Hacker Newsnew | past | comments | ask | show | jobs | submitlogin
A common bug in published code (google.com)
140 points by shawndumas on April 21, 2011 | hide | past | favorite | 71 comments


Someone should write a tool that scrapes these results and automatically files bugs at the associated bug trackers for open-source projects.


I've been thinking of doing something and i'm looking for people to work with! Notes here: http://memeschemes.com/code_search/


A bug in that program would certainly be wonderful. Have fun when it files a few million unnecessary bug reports while you're sleeping.


Have it require approval for each bug report. While it isn't as fast as a fully automatic bug finding system, it is faster than a manual find and file. Plus it takes care of those situations where it was intended(poor coding, but it works).


I've had some similar ideas myself, consider me interested. I've written some (very little) code to search projects among the big open source hosts (SF, Google, Github etc). Also have a nice domain for it.


This will be very useful as long as it finds confirmed bugs. Otherwise it will be more like an unasked-for code style check (For example, one can argue using functions like strcpy are unsafe, but unless it's really possible to get too many characters in the buffer, it's not a bug)

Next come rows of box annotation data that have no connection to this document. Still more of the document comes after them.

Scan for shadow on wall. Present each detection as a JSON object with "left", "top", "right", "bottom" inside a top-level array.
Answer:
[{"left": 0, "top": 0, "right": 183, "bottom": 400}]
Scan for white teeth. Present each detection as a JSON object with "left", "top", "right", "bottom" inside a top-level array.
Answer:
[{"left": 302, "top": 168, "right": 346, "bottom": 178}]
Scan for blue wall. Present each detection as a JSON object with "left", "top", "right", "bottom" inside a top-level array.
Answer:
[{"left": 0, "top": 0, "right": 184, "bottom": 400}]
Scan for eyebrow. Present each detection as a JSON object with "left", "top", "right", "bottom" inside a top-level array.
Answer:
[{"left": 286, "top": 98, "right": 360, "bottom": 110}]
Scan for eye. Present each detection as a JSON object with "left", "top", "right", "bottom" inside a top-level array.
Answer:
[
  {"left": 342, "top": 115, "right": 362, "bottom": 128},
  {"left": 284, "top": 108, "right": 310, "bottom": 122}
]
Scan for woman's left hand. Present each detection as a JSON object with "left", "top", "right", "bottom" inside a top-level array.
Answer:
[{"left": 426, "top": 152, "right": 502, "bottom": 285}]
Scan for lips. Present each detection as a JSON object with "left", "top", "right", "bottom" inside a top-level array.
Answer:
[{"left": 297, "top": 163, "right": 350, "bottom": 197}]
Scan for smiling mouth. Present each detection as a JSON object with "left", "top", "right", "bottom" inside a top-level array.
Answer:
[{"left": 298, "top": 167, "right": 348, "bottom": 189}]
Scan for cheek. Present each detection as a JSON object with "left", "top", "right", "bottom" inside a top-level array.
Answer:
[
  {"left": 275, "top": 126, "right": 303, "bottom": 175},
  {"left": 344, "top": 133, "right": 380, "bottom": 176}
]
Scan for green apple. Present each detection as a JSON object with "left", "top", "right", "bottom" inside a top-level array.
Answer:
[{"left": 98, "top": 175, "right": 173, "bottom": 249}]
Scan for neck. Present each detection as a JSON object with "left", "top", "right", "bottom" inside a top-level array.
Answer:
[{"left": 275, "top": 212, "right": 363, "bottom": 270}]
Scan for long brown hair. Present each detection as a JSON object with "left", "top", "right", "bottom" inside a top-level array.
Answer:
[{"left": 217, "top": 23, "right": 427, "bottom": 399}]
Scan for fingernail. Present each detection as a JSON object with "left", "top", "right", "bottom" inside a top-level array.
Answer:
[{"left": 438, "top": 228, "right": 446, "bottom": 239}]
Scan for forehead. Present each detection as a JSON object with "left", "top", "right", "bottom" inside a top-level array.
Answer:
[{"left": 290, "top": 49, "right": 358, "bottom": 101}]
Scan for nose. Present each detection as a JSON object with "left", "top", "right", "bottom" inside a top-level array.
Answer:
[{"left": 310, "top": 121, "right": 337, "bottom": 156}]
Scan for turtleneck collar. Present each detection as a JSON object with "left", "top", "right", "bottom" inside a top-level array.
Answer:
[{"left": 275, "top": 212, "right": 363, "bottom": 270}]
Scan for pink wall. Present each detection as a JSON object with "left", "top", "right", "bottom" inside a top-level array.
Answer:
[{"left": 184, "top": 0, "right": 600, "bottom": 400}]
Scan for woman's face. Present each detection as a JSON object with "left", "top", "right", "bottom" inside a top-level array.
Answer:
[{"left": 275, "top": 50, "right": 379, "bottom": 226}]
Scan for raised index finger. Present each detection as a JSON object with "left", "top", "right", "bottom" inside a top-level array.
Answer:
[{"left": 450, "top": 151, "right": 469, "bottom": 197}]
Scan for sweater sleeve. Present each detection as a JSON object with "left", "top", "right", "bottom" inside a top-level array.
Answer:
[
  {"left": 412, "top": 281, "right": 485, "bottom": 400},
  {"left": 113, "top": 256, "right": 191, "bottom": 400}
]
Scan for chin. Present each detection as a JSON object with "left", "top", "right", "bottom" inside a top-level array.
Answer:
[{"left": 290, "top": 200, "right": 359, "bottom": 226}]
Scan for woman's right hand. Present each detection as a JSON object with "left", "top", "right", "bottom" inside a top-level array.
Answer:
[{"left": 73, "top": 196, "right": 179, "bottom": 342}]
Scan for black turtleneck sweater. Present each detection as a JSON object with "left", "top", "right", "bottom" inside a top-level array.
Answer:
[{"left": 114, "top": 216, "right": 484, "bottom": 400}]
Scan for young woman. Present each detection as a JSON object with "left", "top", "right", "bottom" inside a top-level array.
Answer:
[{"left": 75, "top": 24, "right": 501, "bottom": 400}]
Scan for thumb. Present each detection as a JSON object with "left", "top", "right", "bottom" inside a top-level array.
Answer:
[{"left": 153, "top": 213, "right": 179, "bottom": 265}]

I've been wanting to do that for:

* NPM packages whose package.json file is missing a link to the package's GitHub repo

* Markdown READMEs without the right file extension (for GitHub)


For those who haven't picked up the error: Math.random() returns a value between 0 and 1, and the typecasting floors the value.


See the previous HN discussion: http://news.ycombinator.com/item?id=960886


Oh, so it always rounds down to zero, that's pretty bad. Casting it to a double would help right?


Instead of

int runs = (int) Math.random() * 1000000;

You'd do

int runs = (int) (Math.random() * 1000000);


That would be pointless, because Math.round already returns a double.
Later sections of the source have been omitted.